Enoch knew the Methodist Church well, from the days of frontier revivals to the modernist influences of the '20's. Tradition says he sometimes preached at the Methodist church in Katy, marking his texts in the Bible with one long thread. Listeners could tell how long he had spoken by how much thread was showing. But Les King doesn't remember seeing him in church at all. His sister Clarinda (sometimes nicknamed India), whom he comforted by mail during her last years of sickness, remembered he used to sing, "When I am happy in Him, December is as pleasant as May." His sister Melcena responded to a 1919 letter from Gaston, "There seemed a holy fragrance about these letters that surpasses any letters I ever got from you two." Enoch wrote to his sister Mary Ann Lambert in 1932 about some church meetings he had recently attended. She replied that he had reminded her of meetings she knew as a child, probably in the late 1860's. "I remember Jane Bradford was a mourner at the same time I was. She was blessed first. When I learned that she was converted, I made a resolution that I would do anything that would help me."
But Enoch's siblings were also concerned for him. He seems to have inherited some of his first Irish immigrant ancestors' tendencies toward litigation, at least until middle age. When Melcena had finished writing about their father's death in 1896, she continued, "Enoch, I wish you could know my anxiety for the salvation of your soul. In plain words I am sorry that you have been connected with so many law suits. I must speak plain to you - I do not think you intend to displease God, yet I cannot think God is pleased when his children are in lawsuits. Try to bear with your neighbors more in the future. When they 'strike you on the one side turn the other also.' In Jesus name I ask this." Even after moving to Texas, Enoch maintained conflicts with people back in West Virginia, though a later letter rejoices that he was reconciled with his brother Parmenas.
Enoch did not share his wife's perfect teeth. In 1922, Enoch's younger sister Melcena Grimm wrote, "Now Enoch it is just too ridiculous for you to keep putting off having your teeth attended to... No wonder you feel bad if your teeth are rotting out. Take just five minutes and ask God to show you how foolish it is even from a money standpoint to take such an awful risk. When you are crippled up with rheumatism do not blame God. Now shame on you. You go today to a dentist... Say Enoch, go today even if it takes a whole mule to pay for it." Perhaps he did, but the trouble persisted. In January 1933, a dentist drained a huge abscess in his jaw. By November he was writing to his son again about the dentist.

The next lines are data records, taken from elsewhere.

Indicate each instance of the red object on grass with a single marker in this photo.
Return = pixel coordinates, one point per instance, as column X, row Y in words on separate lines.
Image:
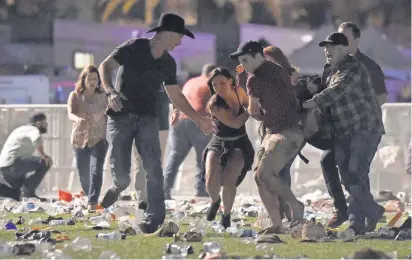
column 65, row 196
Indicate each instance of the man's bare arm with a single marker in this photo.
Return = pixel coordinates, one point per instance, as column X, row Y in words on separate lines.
column 105, row 69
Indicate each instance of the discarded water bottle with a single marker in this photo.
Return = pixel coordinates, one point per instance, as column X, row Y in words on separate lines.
column 212, row 247
column 109, row 255
column 263, row 220
column 232, row 230
column 217, row 227
column 82, row 244
column 116, row 235
column 54, row 254
column 57, row 222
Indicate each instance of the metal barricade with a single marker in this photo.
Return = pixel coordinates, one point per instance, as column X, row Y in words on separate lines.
column 397, row 119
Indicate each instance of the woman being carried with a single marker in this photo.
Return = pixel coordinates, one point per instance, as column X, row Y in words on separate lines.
column 229, row 155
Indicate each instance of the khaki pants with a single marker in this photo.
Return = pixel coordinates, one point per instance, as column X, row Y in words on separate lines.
column 277, row 150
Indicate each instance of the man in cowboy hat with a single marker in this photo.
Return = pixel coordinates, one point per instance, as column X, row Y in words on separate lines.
column 145, row 67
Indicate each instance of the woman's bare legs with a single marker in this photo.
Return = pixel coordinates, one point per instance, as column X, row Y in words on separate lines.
column 213, row 183
column 229, row 177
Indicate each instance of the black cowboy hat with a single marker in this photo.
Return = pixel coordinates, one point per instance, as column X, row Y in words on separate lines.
column 172, row 23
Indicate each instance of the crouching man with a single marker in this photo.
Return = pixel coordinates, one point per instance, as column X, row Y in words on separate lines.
column 17, row 160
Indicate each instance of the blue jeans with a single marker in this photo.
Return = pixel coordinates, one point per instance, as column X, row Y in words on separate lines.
column 182, row 137
column 122, row 131
column 330, row 172
column 89, row 163
column 16, row 175
column 354, row 155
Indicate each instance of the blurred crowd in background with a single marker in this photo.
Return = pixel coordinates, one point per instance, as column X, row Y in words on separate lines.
column 28, row 30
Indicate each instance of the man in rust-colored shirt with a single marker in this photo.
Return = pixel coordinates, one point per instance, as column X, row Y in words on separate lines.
column 185, row 134
column 273, row 101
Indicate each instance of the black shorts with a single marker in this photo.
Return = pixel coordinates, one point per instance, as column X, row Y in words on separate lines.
column 224, row 148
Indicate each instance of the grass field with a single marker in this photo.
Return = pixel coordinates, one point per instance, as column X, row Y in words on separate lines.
column 150, row 247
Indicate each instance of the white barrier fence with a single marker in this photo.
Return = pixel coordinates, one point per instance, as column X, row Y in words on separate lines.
column 387, row 170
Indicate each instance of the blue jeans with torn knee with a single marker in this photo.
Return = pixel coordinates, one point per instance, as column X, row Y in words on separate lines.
column 143, row 130
column 354, row 154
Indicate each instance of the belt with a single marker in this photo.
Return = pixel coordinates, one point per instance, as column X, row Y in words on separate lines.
column 230, row 138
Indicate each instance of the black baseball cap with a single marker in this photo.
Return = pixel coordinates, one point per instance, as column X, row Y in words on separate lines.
column 335, row 39
column 249, row 47
column 37, row 117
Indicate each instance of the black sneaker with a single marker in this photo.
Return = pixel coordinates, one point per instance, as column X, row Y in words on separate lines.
column 7, row 192
column 212, row 211
column 357, row 228
column 372, row 222
column 225, row 221
column 338, row 218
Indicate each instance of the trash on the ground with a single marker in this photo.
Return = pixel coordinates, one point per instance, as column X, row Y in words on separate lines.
column 109, row 255
column 82, row 244
column 394, row 206
column 115, row 235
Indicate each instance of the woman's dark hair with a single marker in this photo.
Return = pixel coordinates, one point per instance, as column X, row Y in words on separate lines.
column 216, row 99
column 81, row 81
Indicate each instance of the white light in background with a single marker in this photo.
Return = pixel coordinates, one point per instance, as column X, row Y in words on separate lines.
column 307, row 38
column 82, row 59
column 135, row 34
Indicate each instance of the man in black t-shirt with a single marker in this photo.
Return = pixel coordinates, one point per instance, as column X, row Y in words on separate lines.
column 146, row 66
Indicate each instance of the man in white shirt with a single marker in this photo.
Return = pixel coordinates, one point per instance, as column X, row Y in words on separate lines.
column 17, row 160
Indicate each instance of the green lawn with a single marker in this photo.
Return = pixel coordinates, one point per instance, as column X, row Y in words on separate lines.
column 149, row 247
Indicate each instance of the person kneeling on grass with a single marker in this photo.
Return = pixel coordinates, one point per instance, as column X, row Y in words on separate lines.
column 17, row 160
column 229, row 155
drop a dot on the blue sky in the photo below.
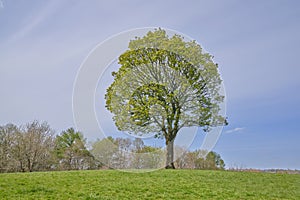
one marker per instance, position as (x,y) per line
(255,43)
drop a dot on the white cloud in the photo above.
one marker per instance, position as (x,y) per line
(235,130)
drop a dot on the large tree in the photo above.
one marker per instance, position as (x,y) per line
(164,84)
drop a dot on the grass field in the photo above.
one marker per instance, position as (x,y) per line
(162,184)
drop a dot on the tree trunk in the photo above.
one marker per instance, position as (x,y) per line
(170,155)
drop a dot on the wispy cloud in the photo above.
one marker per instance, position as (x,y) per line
(237,129)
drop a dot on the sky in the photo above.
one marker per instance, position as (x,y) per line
(256,44)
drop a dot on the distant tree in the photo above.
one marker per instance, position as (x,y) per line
(32,147)
(70,148)
(104,152)
(164,84)
(200,159)
(7,142)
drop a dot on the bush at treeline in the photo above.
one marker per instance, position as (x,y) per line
(36,147)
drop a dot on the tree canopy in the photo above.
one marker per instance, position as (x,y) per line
(164,84)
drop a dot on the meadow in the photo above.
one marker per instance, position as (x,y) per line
(161,184)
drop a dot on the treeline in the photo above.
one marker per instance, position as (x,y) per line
(36,147)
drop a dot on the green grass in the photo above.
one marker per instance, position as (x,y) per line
(162,184)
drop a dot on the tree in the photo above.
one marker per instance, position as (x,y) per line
(32,146)
(7,142)
(71,150)
(164,84)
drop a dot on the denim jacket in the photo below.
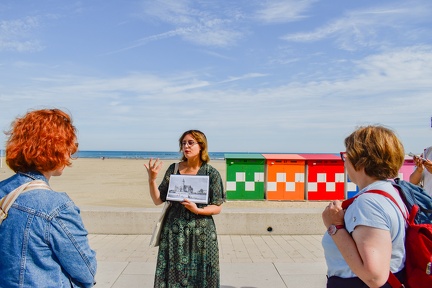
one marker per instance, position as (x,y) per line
(43,242)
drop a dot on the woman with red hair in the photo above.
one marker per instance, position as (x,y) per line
(43,241)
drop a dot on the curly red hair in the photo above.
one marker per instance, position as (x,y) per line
(42,140)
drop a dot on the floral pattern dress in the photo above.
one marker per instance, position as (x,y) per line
(188,253)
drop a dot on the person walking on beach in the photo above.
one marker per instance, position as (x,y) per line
(188,253)
(423,171)
(43,242)
(366,241)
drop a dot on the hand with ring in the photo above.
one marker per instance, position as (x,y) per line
(333,214)
(153,168)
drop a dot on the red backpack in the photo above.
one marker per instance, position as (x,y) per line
(418,238)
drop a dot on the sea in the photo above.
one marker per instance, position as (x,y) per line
(141,154)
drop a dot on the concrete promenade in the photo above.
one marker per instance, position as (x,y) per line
(246,261)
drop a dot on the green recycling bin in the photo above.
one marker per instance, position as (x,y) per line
(245,176)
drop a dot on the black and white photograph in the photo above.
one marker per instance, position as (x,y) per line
(192,187)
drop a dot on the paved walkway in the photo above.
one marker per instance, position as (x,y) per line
(257,261)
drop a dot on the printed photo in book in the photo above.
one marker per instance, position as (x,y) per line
(192,187)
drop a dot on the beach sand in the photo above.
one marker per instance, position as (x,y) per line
(124,183)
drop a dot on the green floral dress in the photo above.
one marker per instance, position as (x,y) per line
(188,251)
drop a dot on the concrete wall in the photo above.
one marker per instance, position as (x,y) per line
(232,221)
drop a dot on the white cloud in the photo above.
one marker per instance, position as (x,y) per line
(283,10)
(17,35)
(371,28)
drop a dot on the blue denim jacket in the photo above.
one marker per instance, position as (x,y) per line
(43,242)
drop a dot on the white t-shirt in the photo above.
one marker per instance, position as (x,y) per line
(371,210)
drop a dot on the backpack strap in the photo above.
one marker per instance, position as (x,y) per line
(7,201)
(392,280)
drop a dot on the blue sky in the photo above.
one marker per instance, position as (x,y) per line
(255,76)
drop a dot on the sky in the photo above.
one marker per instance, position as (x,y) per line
(265,76)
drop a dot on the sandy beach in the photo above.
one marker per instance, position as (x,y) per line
(123,183)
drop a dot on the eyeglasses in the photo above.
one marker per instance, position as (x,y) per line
(343,156)
(189,143)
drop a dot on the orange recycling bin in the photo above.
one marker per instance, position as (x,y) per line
(325,177)
(285,177)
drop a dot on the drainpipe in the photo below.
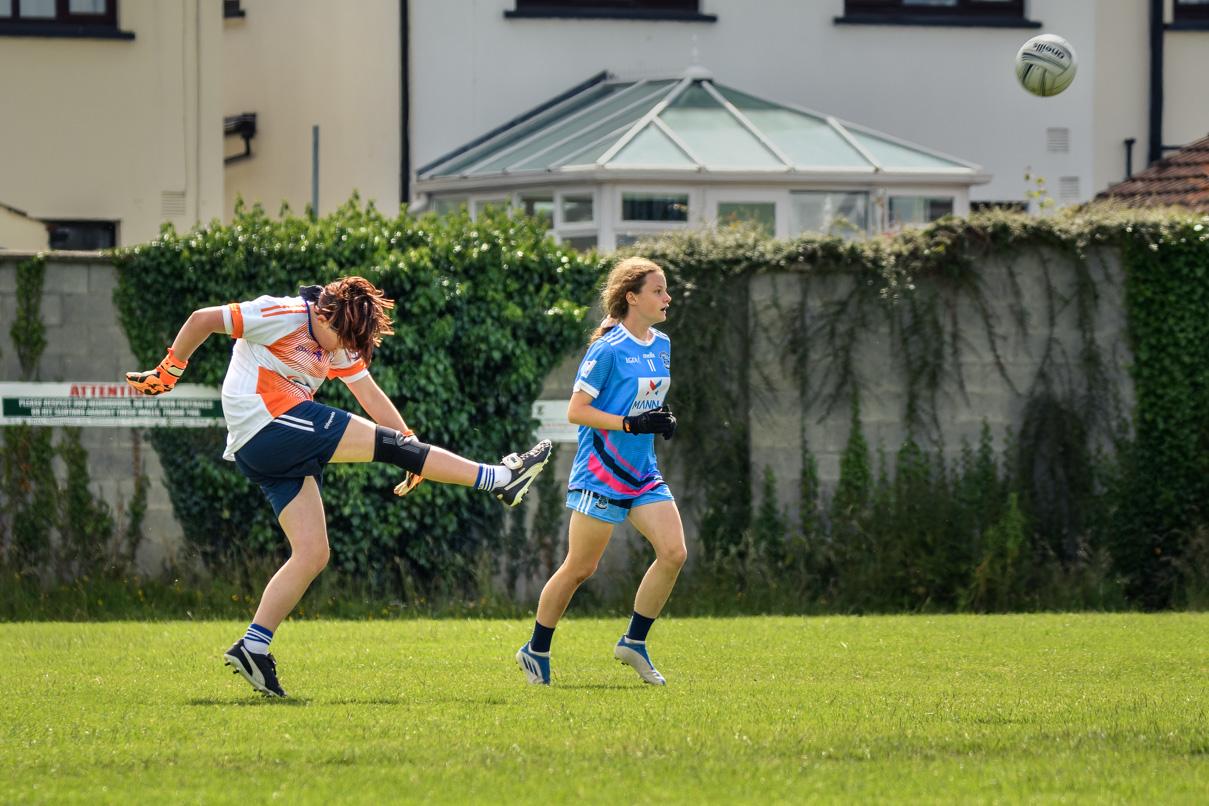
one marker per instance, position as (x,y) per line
(1155,146)
(404,106)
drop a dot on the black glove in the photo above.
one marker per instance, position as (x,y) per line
(671,422)
(658,421)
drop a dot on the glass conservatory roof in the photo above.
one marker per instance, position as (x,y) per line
(690,125)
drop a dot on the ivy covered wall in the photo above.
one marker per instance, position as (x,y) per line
(995,412)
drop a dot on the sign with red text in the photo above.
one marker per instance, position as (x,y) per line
(551,417)
(103,404)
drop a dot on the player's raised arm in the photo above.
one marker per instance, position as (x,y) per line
(196,330)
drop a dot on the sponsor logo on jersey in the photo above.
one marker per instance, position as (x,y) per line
(651,394)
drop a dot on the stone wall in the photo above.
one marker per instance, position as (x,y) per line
(85,342)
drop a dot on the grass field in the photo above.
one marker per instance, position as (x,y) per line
(932,709)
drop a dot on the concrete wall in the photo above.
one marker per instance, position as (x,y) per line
(85,342)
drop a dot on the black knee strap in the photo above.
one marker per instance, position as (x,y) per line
(405,452)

In 1932 and in 1933, aged 75, Enoch was staying with his son Rex Oral McGinnisin Freeport while Addie remained in Katy. Reported Rex to his mother, "He seems more unreasonable at night... He asked me the other day to take him out in the country to find a place without any children on a farm where he could make a deal to farm." Enoch wrote to Margaret, the widow of his brother Asbury, in 1933, "Cold feet makes me forgetful and suffer much." He died in 1936 in a nursing home in Houston. His children were Rex, Delsie and Kittie. Rex had one natural son, C. David McGinnis. Kittie was childless. Delsie (Lovejoy) had three children, of whom Les King of Houston survives.